Parlare dei Beatles non è mai semplice, perchè si affronta un fenomeno complesso, dalle molte sfaccettature, determinato dall'intersecarsi di infiniti fattori: esperimenti, mescolanza di generi musicali diversi e sperimentazione ardita in un gioco di spinte centrifughe in mille direzioni diverse. E una panoramica degli album da loro pubblicati ce ne da una palese dimostrazione: si passa da classici di irraggiungibile ed eterna bellezza a più semplice e spiccio rock'n roll, con spunti derivanti dal blues, dal folk, dalle avanguardie musicali, dalla musica indiana. Insomma, di tutto un po.
E in certi casi forse i Beatles ci prendono troppo la mano. Esagerano. Troppo eccentrici, troppo altrenativi, troppo ostentatamente particolari. Quel mix di ascendenze di varia natura che rappresenta uno dei tratti più apprezzabili del loro stile si trasforma così in un papocchio senza forma, un accozzaglia di prove e bizzarie, un intruglio musicale pseudo-sperimentale ricoperto da una nauseante patina di psichedelia e di fintissima poeticità. E "Stg. Pepper's Lonely Hearts Club Band" ce lo mostra apertamente.

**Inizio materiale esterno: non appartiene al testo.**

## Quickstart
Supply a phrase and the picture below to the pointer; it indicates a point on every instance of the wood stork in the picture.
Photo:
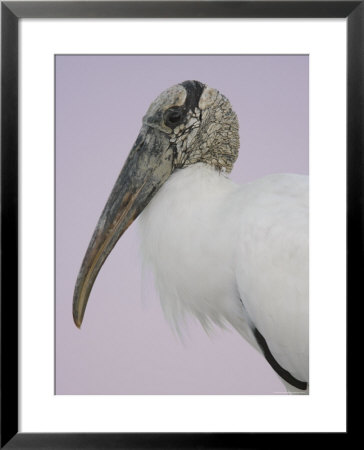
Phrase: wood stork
(219, 251)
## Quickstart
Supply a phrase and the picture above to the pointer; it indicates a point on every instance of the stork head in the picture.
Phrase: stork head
(188, 123)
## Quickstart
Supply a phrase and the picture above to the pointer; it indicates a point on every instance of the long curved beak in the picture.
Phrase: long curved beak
(147, 167)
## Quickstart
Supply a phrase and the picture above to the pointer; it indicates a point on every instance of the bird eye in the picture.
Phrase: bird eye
(173, 117)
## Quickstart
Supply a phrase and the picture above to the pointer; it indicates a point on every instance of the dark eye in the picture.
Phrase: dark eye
(173, 117)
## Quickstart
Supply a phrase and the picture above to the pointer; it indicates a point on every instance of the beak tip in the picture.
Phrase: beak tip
(77, 320)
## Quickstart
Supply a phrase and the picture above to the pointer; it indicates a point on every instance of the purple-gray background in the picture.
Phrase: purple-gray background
(125, 346)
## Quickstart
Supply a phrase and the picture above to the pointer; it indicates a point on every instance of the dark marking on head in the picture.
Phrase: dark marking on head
(194, 91)
(283, 373)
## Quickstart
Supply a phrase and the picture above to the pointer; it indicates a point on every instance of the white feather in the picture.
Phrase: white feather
(234, 254)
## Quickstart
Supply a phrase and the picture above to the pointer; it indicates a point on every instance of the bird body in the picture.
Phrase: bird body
(227, 254)
(231, 254)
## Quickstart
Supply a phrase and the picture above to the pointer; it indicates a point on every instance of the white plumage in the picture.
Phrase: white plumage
(213, 245)
(227, 254)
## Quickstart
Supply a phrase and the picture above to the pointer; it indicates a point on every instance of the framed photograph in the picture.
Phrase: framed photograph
(84, 84)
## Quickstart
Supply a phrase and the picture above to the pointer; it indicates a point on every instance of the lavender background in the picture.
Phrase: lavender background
(125, 346)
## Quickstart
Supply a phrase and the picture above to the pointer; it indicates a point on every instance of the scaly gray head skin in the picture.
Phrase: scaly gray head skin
(188, 123)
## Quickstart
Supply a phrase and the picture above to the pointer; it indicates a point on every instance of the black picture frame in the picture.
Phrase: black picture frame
(11, 12)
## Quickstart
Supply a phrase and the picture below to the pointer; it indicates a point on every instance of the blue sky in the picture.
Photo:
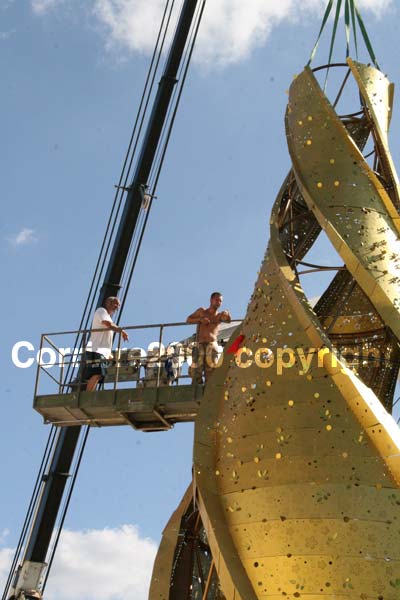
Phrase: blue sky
(72, 76)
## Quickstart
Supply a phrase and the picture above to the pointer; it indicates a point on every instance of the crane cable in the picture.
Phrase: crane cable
(93, 290)
(160, 154)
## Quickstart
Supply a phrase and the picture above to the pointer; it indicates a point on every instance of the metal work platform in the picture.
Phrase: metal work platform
(147, 409)
(148, 387)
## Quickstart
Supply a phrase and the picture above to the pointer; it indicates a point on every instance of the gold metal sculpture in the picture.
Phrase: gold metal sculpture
(296, 457)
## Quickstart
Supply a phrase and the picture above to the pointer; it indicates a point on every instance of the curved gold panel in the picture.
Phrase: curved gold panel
(296, 462)
(163, 564)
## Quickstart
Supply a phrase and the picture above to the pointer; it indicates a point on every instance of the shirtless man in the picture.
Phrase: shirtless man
(207, 321)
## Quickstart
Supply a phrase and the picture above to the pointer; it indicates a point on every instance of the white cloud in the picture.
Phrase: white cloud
(42, 6)
(24, 237)
(5, 35)
(106, 564)
(231, 29)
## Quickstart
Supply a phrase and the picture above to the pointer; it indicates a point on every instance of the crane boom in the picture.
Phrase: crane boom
(27, 580)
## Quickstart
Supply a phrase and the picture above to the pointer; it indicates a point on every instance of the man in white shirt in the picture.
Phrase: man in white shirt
(101, 343)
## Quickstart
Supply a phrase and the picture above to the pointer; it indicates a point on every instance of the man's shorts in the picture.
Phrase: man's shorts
(205, 358)
(94, 364)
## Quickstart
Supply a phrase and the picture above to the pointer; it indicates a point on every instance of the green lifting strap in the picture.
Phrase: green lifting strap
(347, 27)
(324, 20)
(365, 36)
(352, 17)
(353, 22)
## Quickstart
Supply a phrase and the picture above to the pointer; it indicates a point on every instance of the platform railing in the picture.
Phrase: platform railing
(156, 355)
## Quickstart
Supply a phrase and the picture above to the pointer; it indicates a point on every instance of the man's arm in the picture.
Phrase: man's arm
(198, 318)
(225, 316)
(113, 327)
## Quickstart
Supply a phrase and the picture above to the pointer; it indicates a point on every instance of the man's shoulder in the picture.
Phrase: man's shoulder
(101, 314)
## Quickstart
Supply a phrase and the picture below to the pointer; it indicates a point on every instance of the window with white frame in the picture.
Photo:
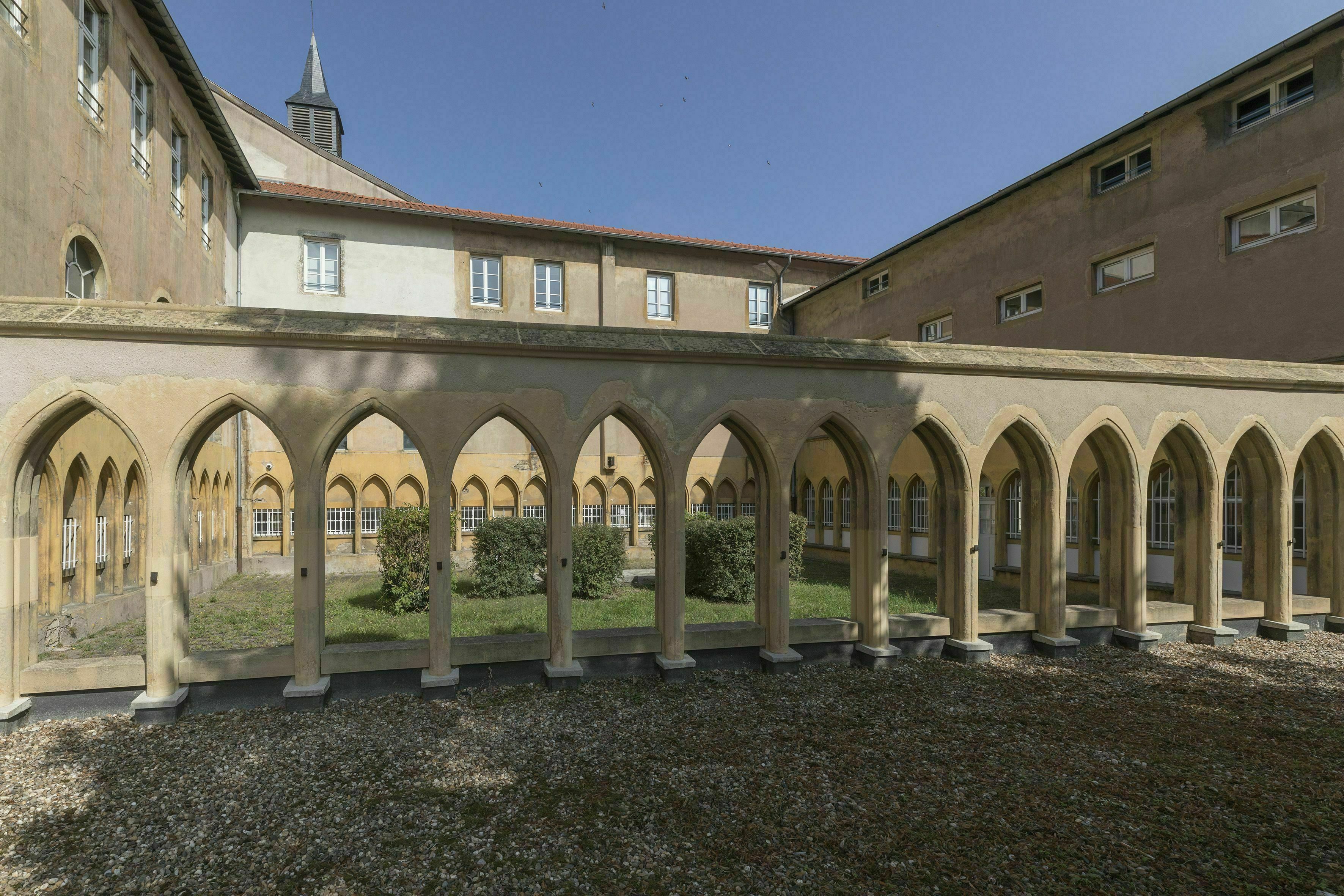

E' stato definito l'album rock più importante di sempre, una pietra miliare della storia musicale degli ultimi decenni. Sin da subito si è gridato al capolavoro, alla consacrazione definitiva, al culmine assoluto. A mio avviso, l'album ha il merito di anticipare e preannunciare, seppur ancora allo stato magmatico, tendenze e prospettive che saranno poi ampiamente sviluppate negli anni futuri, fornendo una base solida e un punto di riferimento imprescindibile per gran parte della musica recente, ma vale davvero pochissimo considerato come lavoro compiuto, a sè. E' un album slegato e per nulla compatto, pervaso pateticamente da un'esasperata ricerca dell'esotico e dell'inconsueto, farcito di testi senza un senso e senza un perchè. Si susseguono canzoni modeste e per certi versi inascoltabili: "Lovely Rita" con il suo irritantissimo andamento scherzoso e con la sua melodia poco incisiva, "Lucy in the Sky with Diamonds" con il suo ritornello che sfido chiunque a trovarne uno più infantile, superficiale e scontato, "Strawberry Fields Forever" con la sua strumentazione pesante e pomposa. Per non parlare degli altri pezzi, semplici riempitivi privi di qualsiasi spunto interessante. Si salvano soltanto "A day in the life", a tratti davvero stupenda, e "Within you and without you", psichedelia ed esotismo allo stato puro regalataci dal buon George Harrison.
Molti non saranno d'accordo con il mio giudizio, ma forse è meglio iniziare a ridimensionare l'esperienza Beatles, a inquadrarla nel suo reale ed effettivo valore artistico. Non bisogna dimenticare che i Beatles furono una mania collettiva negli anni 60, influenzando profondamente il costume, la moda, l'arte e la cultura del tempo. Conviene quindi chiedersi se il loro ruolo di anticipatori, di profeti, di bacino da cui attingere a piene mani non sia dovuto al loro straordinario successo in ogni ambito più che ad un loro vero merito in campo musicale.